ひとつの柿でも、甘いところと渋いところがあったりして…。
甘柿でも、渋柿がいくつかできるんですよね。
あれも不思議。
種が大きいのも、甘百目の特徴でしょうか。
ガブリとやったら、歯が種に当たって痛いのなんのって(笑)
食べ物に囲まれて困るなんて、ぜいたくな悩みです~!
そっか~、北海道は柿の木がないんだぁ。
知りませんでしたよ。
実家の柿にはイラガの幼虫がついていて、母がよく刺されていました。
私はそれが怖くて、柿の木には近づきませんでしたね。
今日も尾長鳥が柿を食べに集団で来ていました。
母が作る柿入りサラダは、マヨネーズにマッチしていて嫌いじゃなかったなぁ。
柔らかくなった柿は苦手です……。
まるで、まんが日本昔話みたい!!
カラスの恩返しとでもいうんでしょうか。
カラスは知能が高いですからね。
あり得るかもしれません。
にしても、業平少年ってどんな子供だったんでしょうね(笑)
父と息子が仲良く柿を取る図は微笑ましい限りです。
その場でいくつか食べたのかしら~!
富山は林檎や梨だけでなく、柿も美味しいのね。
富有柿は都内でも買えますが、水島柿は初耳です!
青いうちから食べて美味しいの?!
皮を剥かずに食べるものなんですねぇ。
山梨で桃を買ったときも、皮を洗ってそのまま食べなさいと言われましたよ。
カルチャーショック!!
お弁当、昔は新聞紙に包んでいましたか?
巾着だなんて、ハイカラになったもんです。
かきのおもいで。
自分の隣のうちに柿木が2本あって、よくいただいていました。
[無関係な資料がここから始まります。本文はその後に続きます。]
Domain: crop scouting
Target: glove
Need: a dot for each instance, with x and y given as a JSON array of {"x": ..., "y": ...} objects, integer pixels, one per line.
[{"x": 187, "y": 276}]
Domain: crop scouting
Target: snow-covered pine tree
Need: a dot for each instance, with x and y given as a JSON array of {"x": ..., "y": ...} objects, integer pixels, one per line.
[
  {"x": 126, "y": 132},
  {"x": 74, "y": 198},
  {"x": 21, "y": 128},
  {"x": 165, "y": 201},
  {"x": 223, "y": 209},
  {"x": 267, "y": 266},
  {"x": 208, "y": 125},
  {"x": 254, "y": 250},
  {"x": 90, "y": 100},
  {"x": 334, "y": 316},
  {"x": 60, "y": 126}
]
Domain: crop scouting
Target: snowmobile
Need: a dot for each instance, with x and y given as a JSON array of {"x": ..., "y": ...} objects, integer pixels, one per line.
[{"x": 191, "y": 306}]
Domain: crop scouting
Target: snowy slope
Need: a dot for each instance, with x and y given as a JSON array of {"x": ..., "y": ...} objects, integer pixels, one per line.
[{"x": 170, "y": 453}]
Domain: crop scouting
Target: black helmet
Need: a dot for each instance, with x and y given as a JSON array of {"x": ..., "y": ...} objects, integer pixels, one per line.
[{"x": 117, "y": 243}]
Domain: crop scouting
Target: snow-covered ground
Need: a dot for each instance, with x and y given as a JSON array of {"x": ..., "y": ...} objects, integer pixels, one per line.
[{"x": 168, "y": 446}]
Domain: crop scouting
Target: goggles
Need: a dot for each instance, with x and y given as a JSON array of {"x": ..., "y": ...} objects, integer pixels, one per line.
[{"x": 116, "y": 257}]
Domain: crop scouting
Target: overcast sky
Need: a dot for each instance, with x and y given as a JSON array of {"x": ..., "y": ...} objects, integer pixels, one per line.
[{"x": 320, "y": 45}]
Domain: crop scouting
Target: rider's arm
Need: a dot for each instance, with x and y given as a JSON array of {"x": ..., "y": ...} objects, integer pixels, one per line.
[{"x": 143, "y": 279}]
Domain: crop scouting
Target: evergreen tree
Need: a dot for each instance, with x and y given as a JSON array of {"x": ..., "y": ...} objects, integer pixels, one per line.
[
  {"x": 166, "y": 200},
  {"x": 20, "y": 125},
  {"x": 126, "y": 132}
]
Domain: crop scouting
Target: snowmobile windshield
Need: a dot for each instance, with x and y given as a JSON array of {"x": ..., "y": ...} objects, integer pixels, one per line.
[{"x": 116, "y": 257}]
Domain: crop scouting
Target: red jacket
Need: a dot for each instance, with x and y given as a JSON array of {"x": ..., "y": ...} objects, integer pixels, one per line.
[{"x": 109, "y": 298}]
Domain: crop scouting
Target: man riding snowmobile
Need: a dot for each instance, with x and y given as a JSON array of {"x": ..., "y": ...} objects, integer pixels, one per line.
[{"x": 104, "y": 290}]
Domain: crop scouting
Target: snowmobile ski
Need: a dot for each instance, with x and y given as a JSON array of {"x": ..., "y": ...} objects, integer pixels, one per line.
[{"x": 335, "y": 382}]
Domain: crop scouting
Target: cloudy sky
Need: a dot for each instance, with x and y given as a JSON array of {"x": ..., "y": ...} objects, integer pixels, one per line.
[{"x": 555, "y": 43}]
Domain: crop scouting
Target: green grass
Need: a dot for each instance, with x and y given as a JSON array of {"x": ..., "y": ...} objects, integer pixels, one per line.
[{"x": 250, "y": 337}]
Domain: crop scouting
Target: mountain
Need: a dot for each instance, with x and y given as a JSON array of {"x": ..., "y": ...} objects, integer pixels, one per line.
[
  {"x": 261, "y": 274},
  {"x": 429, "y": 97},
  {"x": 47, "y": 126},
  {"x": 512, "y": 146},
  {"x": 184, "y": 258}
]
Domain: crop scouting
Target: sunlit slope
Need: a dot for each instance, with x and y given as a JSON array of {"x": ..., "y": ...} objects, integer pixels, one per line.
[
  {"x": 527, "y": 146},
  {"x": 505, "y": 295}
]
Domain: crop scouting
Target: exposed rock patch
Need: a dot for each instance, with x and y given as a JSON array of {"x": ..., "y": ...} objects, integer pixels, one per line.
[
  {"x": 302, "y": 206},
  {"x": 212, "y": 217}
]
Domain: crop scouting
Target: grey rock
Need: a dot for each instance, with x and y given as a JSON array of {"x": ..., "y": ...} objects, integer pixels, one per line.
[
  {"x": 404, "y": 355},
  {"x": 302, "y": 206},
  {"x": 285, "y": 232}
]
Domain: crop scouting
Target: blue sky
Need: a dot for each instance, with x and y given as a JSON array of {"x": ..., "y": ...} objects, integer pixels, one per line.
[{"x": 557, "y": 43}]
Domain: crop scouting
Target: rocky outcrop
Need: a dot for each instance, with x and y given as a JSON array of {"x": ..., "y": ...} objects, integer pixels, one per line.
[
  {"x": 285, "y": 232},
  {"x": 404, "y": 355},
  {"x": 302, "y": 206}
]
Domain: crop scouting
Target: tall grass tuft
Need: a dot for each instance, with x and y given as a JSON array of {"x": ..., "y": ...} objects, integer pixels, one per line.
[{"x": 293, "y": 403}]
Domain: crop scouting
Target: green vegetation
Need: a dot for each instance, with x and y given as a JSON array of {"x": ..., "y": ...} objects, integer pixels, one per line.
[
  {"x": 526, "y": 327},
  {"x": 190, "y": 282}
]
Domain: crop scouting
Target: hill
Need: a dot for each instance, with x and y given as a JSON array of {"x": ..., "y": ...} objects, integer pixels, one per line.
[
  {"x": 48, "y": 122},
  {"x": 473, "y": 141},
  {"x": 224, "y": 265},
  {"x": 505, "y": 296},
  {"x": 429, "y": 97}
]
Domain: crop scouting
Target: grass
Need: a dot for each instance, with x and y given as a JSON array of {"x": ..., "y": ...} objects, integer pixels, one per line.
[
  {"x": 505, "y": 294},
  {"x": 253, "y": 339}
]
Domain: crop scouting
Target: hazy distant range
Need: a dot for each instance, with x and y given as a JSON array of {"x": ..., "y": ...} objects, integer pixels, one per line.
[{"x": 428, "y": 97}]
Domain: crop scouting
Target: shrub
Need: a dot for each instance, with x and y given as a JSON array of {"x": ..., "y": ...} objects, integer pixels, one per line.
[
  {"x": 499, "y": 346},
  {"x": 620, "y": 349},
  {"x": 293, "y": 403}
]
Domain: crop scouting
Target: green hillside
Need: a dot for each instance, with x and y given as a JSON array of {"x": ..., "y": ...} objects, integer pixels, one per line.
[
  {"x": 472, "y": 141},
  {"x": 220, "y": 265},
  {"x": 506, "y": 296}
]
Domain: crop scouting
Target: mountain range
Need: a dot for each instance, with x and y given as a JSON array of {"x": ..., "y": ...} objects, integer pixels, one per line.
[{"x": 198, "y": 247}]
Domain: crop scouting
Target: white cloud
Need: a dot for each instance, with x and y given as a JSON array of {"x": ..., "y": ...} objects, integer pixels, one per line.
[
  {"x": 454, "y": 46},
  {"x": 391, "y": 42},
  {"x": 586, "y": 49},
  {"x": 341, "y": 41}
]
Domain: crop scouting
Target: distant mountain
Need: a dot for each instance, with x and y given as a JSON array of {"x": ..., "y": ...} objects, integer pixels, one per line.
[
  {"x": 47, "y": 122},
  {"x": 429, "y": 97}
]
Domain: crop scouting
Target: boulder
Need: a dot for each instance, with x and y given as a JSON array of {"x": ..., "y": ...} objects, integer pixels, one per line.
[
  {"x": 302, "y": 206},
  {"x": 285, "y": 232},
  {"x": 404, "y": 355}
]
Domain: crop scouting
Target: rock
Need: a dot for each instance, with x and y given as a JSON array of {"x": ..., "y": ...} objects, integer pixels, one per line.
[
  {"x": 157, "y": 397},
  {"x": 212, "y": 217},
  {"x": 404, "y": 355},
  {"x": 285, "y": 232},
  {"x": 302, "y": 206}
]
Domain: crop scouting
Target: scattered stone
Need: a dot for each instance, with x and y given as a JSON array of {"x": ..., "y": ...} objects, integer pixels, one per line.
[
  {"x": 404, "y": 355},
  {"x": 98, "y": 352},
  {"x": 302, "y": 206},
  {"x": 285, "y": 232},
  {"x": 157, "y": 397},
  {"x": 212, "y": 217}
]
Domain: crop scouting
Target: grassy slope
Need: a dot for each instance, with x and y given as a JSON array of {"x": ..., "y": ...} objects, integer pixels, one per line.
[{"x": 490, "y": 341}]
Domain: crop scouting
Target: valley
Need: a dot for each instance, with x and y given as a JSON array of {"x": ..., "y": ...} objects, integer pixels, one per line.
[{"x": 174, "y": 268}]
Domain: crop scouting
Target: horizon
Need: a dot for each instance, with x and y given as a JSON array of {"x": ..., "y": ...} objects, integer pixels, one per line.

どっさり・・・。
時期になると山のようにいただく柿に、正直「うえっ」っとしてましたね
というのもこの柿、甘さも渋さも微妙。
はっきりいっておいしくない。
甘い柿だったらいい思い出になってたのっでしょうかね??
去年本州で柿の実をたわわに付けた柿の木を見た時は
懐かしくて嬉しくて、ちょっとじ~んと来ちゃいました。
子供の頃の柿づくしは嫌だったでしょうが
きっと口とお腹が柿を求めているのですぞ~~。
あきらめてガンガン食べちゃう、ってのはどうかしら?
秋になったら、父と専用の道具で取るんだけど、必ず数個取らずに残してた。
父に聞いたら、カラス柿と言ってカラスの食べる分だけ残してやる。
そうすれば来年もカラスが先に食べずに、残りを待つんだ
とのこと
遠い日の思い出です・・・
富山には水島柿、富有柿などの甘柿があります。昔はこの水島を青いうちから摘み取り食べてました(笑)
今は家の前と裏庭に二本の富有柿があり店に来られたお客さんが欲しいと言われたら「勝手に摘んでってぇ」と言ってます(笑)
酒を飲んだ後とか酔い覚ましに良いので食べてます。柿に限らず林檎、梨は皮を剥かずに食べるのが好き!